Closing the Gaps: Improving Maternal and Perinatal Outcomes Through Building an Integrated Referral System in Vast Rural Areas
Presentation at the Global Maternal Newborn Health Conference, October 19, 2015
Background: In 2008-2012 JSI worked with Russia’s Ministry of Health (MOH) and regional partners to implement the USAID-funded Institutionalizing Best Practices in Maternal and Child Health Project (IBP-MCH). To reduce barriers to safe delivery services, a maternal and newborn (MNH) referral system was piloted in two vast rural areas – Tuymen and Irkutsk regions – with overall 60,000 deliveries/year and distances to maternal facilities up to 1,000 kilometers.

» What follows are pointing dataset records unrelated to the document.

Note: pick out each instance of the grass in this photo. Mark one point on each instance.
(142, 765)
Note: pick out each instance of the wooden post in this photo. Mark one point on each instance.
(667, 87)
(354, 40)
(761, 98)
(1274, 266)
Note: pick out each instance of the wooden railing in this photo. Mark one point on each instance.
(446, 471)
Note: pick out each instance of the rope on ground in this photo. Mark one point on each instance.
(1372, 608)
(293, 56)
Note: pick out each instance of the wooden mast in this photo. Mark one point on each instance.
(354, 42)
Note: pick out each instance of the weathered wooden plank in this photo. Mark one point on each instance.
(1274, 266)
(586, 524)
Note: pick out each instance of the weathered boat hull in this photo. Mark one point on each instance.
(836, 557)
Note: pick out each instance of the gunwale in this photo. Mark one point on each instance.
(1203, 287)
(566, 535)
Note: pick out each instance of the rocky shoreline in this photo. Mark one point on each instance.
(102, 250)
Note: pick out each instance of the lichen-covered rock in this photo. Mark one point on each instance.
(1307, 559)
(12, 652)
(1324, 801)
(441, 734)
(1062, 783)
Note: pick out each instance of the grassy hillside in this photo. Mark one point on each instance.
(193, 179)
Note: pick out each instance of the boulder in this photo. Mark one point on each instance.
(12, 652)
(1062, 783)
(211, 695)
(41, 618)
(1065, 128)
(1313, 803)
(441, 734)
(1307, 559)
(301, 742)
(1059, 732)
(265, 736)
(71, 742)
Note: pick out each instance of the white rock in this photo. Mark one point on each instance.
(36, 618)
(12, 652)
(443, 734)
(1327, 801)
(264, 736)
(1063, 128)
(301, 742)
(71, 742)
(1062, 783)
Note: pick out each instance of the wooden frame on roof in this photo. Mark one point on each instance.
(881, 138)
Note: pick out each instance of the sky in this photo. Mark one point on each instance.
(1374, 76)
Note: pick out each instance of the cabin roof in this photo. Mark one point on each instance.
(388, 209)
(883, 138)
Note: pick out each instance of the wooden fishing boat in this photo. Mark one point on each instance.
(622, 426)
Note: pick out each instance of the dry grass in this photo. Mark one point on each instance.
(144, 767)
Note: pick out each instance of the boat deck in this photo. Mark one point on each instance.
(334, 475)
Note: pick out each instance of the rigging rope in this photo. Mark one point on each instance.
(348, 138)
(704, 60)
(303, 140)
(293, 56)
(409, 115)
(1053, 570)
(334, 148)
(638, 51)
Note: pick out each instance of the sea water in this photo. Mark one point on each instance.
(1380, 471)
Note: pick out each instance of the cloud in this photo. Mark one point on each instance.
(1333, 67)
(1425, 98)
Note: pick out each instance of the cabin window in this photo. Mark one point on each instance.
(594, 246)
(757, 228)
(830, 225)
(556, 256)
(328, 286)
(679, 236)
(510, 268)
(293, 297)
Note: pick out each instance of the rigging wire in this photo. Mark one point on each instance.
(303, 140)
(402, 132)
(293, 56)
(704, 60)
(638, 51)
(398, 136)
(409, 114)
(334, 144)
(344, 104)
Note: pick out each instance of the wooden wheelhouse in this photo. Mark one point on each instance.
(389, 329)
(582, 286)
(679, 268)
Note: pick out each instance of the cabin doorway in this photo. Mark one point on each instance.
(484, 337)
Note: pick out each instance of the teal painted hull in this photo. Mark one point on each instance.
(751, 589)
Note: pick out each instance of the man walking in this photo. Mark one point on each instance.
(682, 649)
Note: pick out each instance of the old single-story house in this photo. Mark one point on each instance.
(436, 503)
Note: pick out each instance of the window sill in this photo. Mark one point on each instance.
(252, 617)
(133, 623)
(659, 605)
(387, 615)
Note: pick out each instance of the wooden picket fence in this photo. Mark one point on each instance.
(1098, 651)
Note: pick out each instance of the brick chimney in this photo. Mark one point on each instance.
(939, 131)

Methodology: An integrated regionalized framework ensuring skilled care at every birth included the following key approaches. Establish clear criteria for designation of maternal units for levels of care integrating emergency response and preterm birth. Develop policy and evidence-based practice guidelines/standards. Establish Emergency Care Counseling Centers. Continually train medical staff at all levels. Organize effective partnerships between the levels of care. Establish transport plans and reliable communication system between facilities and transport teams, and facilitate return transport for mothers with newborns. Work with decision-makers and community to foster the development of regionalization and equitably distributed resources throughout the region, and health staff retaining mechanisms. Audit the effectiveness of the system, maternal and perinatal outcomes and complications.
Results: In project regions maternal deaths per 100,000 live births dropped 70% between 2007 and 2011 (in Irkutsk from 18.1 to 5.4 and in Tuymen from 15.1 to 4.6) while the overall maternal mortality decreased only 33% in Russia. Perinatal mortality rate decreased by 35% in Irkutsk (from 8.6 per 1,000 live births in 2007 to 5.6 in 2011) and by 30% in Tuymen (from 8.1 to 5.7), it was also consistently lower than across the country (20% decrease). The percent of premature births managed at the lowest level declined from 22% to 7.5%.
Conclusion: MOH recognized the project’s successful approaches to effective delivery of the quality MNH services, and endorsed the implementation of the MNH referral system throughout the country.